Cranberry Applesauce

Cranberry Applesauce

Recipe Source: Recipe and photo from www.FoodHero.org
Number of servings: 12
Time for preparation (including preparation and cooking): 40 min
 
Ingredients:
– 3 1⁄2 pounds apples, peeled, cored, and roughly chopped (about 8 1/2 medium apples [3” diameter])
– 1 1⁄2 cups fresh or frozen cranberries
– 1⁄2 teaspoon cinnamon
– 1⁄2 teaspoon salt
– 1⁄3 cup brown sugar
– 2 Tablespoons lemon juice (optional)
 
Directions:

  1. In a large (5-quart) saucepan, combine all ingredients with 1 cup water. Bring to a boil then lower heat to simmer. Cover and cook 20 to 30 minutes.
  2. Remove from heat and let cool slightly.
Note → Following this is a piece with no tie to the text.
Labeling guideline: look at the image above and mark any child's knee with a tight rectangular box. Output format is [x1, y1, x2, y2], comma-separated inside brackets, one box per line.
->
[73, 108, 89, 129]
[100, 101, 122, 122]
Use a potato masher or fork to mash mixture to the consistency you want. Serve warm or cold.
  3. Refrigerate leftovers within 2 hours.

Notes

  • When frozen or fresh cranberries are not available, substitute canned cranberry sauce for the cranberries and brown sugar.  Add 1 (14 ounce) can of cranberry sauce to the saucepan after the mixture has been simmering for about 15 minutes.